Newborn screening refers to the process where babies are given a simple blood test a few days after birth to see if they have a rare genetic or metabolic condition. The conditions screened for in Newborn Screening (NBS) may be life threatening and/or cause intellectual disability.
These conditions are often referred to as ‘inborn errors of metabolism’.
- Metabolism is the chemical process by which food is broken down to make energy available for the normal functioning, growth and development of the body
- Enzymes are proteins that are used by the cells to break down food into a form that can be used
- Errors in metabolism occur when the essential enzymes are absent or malfunction
The aim of NBS is to detect the conditions before the onset of symptoms so treatment can be started early to reduce the effect of the condition.
This form of testing is known as screening because it involves testing a whole population - in this case, newborn babies. All babies are tested even if they do not have any obvious signs of a condition that affects their metabolism.
Newborn screening in Australia and New Zealand
All newborn babies are offered screening in Australia and New Zealand (Australasia).
The NBS policy for the Australasian program is developed by a joint subcommittee of the Human Genetics Society of Australasia (HGSA) and the Division of Paediatrics of the Royal Australasian College of Physicians. Newborn screening is recommended provided that:
1. There is benefit for the individual from early diagnosis
2. The benefit is reasonably balanced against financial and other costs
3. There is a reliable test suitable for newborn screening
4. There is a satisfactory system in operation to deal with diagnostic testing, counselling, treatment and follow-up of patients identified by the test
NBS to detect rare metabolic conditions is an accepted part of neonatal health care in all developed countries. NBS has been established in Australasia since the late 1960s. All Australasian newborn screening programs are fully publicly funded.

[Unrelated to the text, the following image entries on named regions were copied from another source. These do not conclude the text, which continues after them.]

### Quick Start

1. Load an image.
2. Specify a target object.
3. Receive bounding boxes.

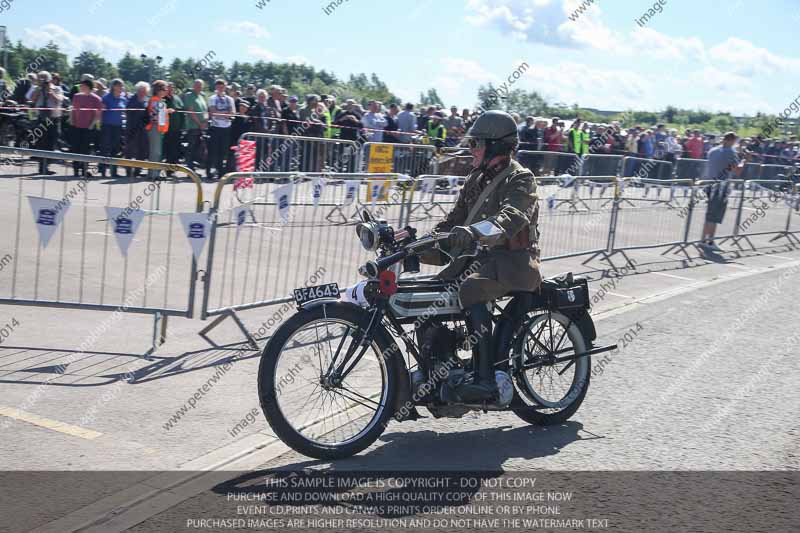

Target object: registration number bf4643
[294,283,339,306]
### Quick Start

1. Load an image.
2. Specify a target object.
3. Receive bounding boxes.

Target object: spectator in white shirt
[206,80,235,178]
[361,100,386,142]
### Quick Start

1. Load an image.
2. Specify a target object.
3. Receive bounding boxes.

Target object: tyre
[258,303,399,459]
[512,312,591,426]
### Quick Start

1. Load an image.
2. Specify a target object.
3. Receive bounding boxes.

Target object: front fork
[321,301,385,386]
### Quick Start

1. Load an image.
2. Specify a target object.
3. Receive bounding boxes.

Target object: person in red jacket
[145,80,174,178]
[686,130,703,159]
[544,117,562,152]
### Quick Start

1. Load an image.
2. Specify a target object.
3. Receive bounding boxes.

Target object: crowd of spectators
[519,116,800,165]
[0,66,800,177]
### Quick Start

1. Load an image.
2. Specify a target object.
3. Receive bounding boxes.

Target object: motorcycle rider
[420,111,542,402]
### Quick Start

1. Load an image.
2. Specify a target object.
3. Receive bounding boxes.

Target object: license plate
[294,283,339,306]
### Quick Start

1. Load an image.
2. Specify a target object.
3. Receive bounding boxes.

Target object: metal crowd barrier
[610,178,693,251]
[620,156,672,180]
[0,147,203,354]
[200,172,410,335]
[516,150,580,177]
[720,180,800,249]
[581,154,624,176]
[537,176,619,261]
[239,133,360,172]
[675,158,708,180]
[358,142,437,177]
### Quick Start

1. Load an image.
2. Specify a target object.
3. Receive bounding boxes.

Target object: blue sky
[0,0,800,115]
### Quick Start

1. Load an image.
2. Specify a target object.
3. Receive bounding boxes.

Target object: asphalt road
[0,160,800,531]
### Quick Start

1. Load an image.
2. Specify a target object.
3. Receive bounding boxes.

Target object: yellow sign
[367,144,394,174]
[367,143,394,203]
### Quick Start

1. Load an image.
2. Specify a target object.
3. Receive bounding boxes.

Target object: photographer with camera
[27,70,64,174]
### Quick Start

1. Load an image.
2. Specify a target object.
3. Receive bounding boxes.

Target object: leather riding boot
[456,303,497,403]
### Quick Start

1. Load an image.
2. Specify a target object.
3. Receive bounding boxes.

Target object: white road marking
[648,272,697,281]
[589,289,633,298]
[0,405,102,440]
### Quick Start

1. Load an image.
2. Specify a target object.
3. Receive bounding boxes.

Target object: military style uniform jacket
[421,160,542,306]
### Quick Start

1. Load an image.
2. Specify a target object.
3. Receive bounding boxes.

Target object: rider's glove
[448,226,475,251]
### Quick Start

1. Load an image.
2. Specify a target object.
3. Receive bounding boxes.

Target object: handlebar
[359,233,450,278]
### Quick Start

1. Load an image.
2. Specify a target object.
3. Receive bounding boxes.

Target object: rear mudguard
[493,294,597,367]
[303,298,414,415]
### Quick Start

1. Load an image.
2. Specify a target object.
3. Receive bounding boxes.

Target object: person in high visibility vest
[145,80,174,179]
[323,94,342,139]
[425,111,447,148]
[567,118,583,155]
[581,122,592,155]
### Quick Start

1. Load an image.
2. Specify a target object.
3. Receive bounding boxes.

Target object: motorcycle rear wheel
[258,304,399,459]
[512,312,591,426]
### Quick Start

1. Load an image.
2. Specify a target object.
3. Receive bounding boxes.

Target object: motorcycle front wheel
[512,312,591,426]
[258,303,398,459]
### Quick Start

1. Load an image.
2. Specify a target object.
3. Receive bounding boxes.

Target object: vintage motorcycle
[258,211,616,459]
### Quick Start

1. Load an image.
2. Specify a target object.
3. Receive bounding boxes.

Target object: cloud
[629,28,706,61]
[466,0,619,50]
[217,20,270,39]
[442,57,496,82]
[514,62,655,110]
[286,56,311,65]
[708,37,800,77]
[247,44,278,61]
[23,24,165,59]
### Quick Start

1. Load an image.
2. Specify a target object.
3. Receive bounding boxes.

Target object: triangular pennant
[272,183,294,224]
[420,178,436,194]
[342,180,358,205]
[28,196,70,248]
[178,213,211,259]
[233,204,253,229]
[106,206,144,256]
[311,177,328,207]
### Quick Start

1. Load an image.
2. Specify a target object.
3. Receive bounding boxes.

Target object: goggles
[467,138,486,150]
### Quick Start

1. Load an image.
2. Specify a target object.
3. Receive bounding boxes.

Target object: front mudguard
[303,298,416,420]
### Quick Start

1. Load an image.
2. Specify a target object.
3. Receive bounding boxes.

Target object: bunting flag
[272,182,294,224]
[311,176,328,207]
[342,180,359,206]
[28,196,70,248]
[236,141,256,172]
[178,213,211,259]
[106,207,144,256]
[447,176,458,192]
[419,178,436,194]
[233,204,255,230]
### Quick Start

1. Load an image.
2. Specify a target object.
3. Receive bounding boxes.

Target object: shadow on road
[212,422,602,518]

- Over 99% of parents agree for their baby to have the newborn screening test
- Overall about 1 out of every 1000 babies tested (0.1%) will be diagnosed with a condition as a result of newborn screening
- Newborn screening is a test provided for all babies free of charge
NBS services in Australasia are provided by five centralised screening laboratories. These are:
- Western Australia
- South Australia (also covers Tasmania and part of the Northern Territory)
- Victoria
- New South Wales (also covers the Australian Capital Territory)
- Queensland (also covers part of the Northern Territory)
How is newborn screening done?
Parents are provided with information and asked for their verbal consent for the blood sample to be taken from the baby by pricking the baby’s heel before the baby leaves hospital. This occurs between 48 and 72 hours after birth. For home births, the test is done on about day 4.
The small amount of blood is placed onto three different spots on a card like the one shown in Figure 20.1 and is sent to a special laboratory.
A series of tests is performed on the dried blood spots. For about 1% of babies’ samples, a test looks at the genetic information (the DNA) in the blood spot to clarify the result.
Figure 20.1: The card for the newborn screening test sample (sometimes called
the ‘Guthrie Card’) that is used for newborn screening in NSW. Small spots of blood
are put onto the three circles on the card, dried and then sent to the laboratory for testing.
What conditions are tested for in newborn screening?
Over 30 rare conditions can now be detected by the newborn screening test. Such early detection enables treatment to be undertaken as soon as possible if a baby is shown to have the condition for which testing is done.
For example, about 90 babies with rare medical conditions are detected each year by newborn screening in New South Wales (NSW) and the Australian Capital Territory (ACT) in Australia.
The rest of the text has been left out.